Asked if Saudi submission of the plan to the summit in Beirut was conditional on the ability of Yasser Arafat to attend, Mr. Al-Jubeir said, "We hope and we expect that Yasser Arafat will be able to travel. It is unheard of that a president of a people -- elected by his own people -- would be jailed in his own home. It is unheard of that his home would be bombed at a time when people should be looking for ways to break the cycle of violence and to make peace. And, so his inability to travel would have very negative consequences for how the summit in Beirut turns out."
Mr. Al-Jubeir concluded noting that the past few days have clearly shown there is no military solution to the Israeli-Palestinian conflict and the time has come to return to the quest for a viable political solution. It is time to move the region from an era of conflict to one of development and nation building, he said.
In an interview on March 5, 2002 on Fox News' O'Reilly Factor, foreign policy advisor to Crown Prince Abdullah bin Abdulaziz Adel Al-Jubeir responded to questions on Saudi Arabia's views regarding support for the U.S.-backed overthrow of Saddam Hussein, saying, "I don't know if we are there yet. I don't know if your country is there yet. Our position with regards to Iraq is very clear that Saddam has to comply with UN resolutions with regards to weapons of mass destruction and that's what we are working on."
He added, "We are just as impatient as everybody else with him and I believe there is a UN mechanism that we go through. The UN resolutions are very clear and we have to find a way to make him comply."
He steadfastly refused to discuss hypothetical situations regarding Iraq and stressed the importance of acting within internationally accepted legal guidelines in dealing with Iraq's refusal to comply with UN resolutions. However, there is no argument, said Mr. Al-Jubeir, that Iraq should be made to comply and that the UN should determine a proper course of action. "We don't really want to go in and start dropping bombs on people," he cautioned.
Turning to the war on terrorism, host Bill O'Reilly asked why the Saudis had refused to allow the U.S. to use the Prince Sultan Air Base to conduct military operations against Afghanistan. Mr. Al-Jubeir explained that the base is located more than 2,000 miles from Afghanistan "and most importantly because your military didn't ask for it. This notion that there was hesitation on the part of Saudi Arabia to support the fight against terrorism in Afghanistan is just not true."
He added that Bush administration officials from the President on down have said on the record that everything the U.S. has requested of Saudi Arabia in terms of assistance in the war on terrorism Saudi Arabia has provided. Reports that Saudi Arabia is an unreliable ally is dead wrong, he said, and the Kingdom was shocked that so many Saudi nationals had been involved in the criminal actions of September 11. "But we believe that the reason that this operation had 15 Saudis in it was an attempt to give it a Saudi face in order to drive a wedge between our two countries," he said.

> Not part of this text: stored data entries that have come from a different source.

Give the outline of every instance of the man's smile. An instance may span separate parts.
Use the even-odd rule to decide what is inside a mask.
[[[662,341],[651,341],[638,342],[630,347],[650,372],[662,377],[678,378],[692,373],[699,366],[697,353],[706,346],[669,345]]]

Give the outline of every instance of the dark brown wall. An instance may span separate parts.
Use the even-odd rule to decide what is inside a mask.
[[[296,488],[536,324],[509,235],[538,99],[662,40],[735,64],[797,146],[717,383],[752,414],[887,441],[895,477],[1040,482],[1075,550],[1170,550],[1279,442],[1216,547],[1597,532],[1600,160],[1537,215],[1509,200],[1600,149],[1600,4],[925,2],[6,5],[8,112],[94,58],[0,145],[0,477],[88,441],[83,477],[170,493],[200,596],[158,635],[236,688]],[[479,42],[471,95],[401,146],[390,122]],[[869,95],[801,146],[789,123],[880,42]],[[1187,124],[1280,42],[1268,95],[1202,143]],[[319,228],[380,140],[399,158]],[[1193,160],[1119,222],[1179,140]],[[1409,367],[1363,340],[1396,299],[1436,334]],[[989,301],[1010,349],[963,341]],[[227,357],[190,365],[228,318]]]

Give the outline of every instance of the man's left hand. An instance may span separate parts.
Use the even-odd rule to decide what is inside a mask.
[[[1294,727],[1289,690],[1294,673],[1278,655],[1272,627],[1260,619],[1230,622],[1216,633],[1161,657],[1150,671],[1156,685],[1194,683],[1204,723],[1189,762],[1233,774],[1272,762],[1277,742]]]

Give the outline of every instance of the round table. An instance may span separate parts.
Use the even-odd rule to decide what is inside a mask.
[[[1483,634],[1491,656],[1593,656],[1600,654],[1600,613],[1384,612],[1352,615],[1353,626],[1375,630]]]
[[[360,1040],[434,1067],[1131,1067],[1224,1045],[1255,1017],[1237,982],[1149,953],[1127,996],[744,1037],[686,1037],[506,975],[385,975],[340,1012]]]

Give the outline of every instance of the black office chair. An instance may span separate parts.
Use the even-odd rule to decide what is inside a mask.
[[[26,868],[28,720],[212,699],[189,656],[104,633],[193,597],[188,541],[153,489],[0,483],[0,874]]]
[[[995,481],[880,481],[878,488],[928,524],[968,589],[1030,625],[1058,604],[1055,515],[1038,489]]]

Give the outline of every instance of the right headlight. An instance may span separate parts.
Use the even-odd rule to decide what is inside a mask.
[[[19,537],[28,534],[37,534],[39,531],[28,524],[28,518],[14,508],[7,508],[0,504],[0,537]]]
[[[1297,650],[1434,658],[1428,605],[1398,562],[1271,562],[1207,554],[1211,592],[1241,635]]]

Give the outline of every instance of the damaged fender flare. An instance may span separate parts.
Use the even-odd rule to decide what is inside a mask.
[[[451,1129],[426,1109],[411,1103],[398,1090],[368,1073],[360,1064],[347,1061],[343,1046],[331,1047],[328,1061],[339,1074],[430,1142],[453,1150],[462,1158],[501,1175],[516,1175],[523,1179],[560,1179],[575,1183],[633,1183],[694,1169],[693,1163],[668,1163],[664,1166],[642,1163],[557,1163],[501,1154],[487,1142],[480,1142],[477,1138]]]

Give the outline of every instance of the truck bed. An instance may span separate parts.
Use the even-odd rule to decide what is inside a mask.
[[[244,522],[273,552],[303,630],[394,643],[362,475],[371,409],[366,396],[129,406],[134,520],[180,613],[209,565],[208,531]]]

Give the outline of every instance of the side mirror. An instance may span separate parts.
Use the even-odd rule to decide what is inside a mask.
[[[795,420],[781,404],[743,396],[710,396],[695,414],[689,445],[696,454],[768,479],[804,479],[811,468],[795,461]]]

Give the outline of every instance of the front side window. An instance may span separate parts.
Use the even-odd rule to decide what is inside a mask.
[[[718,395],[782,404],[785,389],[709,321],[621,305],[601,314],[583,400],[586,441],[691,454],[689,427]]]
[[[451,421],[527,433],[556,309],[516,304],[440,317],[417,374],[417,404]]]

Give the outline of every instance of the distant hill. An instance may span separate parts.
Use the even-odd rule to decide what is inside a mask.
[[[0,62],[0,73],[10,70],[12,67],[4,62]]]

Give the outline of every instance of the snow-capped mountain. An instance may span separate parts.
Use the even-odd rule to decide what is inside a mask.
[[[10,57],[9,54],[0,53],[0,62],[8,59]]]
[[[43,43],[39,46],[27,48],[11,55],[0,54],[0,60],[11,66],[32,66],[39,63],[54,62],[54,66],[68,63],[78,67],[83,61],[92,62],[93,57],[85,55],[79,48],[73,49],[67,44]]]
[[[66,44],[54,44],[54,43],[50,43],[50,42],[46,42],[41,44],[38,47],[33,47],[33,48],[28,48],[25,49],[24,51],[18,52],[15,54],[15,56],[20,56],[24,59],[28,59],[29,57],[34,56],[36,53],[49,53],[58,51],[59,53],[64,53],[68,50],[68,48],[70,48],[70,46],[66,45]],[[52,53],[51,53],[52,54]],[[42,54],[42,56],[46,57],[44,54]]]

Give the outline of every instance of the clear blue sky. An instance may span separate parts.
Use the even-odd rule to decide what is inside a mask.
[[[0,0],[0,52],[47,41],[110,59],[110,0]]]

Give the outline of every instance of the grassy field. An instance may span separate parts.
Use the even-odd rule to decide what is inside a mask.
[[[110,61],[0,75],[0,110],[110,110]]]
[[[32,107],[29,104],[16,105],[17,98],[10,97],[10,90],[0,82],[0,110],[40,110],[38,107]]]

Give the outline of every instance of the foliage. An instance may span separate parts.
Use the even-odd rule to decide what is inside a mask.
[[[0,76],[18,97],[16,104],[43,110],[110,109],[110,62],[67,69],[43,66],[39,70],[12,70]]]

Complaining that people have been very loose with the facts regarding Saudi Arabia, Mr. Al-Jubeir also rejected Mr. O'Reilly's assertion that there are schools in the Kingdom which are fostering extremism. While the Kingdom has religious schools, he said, "not one of them educates terrorists".
Asked about Iranian complicity in the shipment of arms to Palestinian factions as alleged by Israel, Mr. Al-Jubeir said that the Kingdom is opposed to any action which fuels the violence in Palestine. He said the Kingdom believes Iran today is playing a moderating role in the Gulf region. "They have turned the corner away from radicalism and we want to encourage that," he said.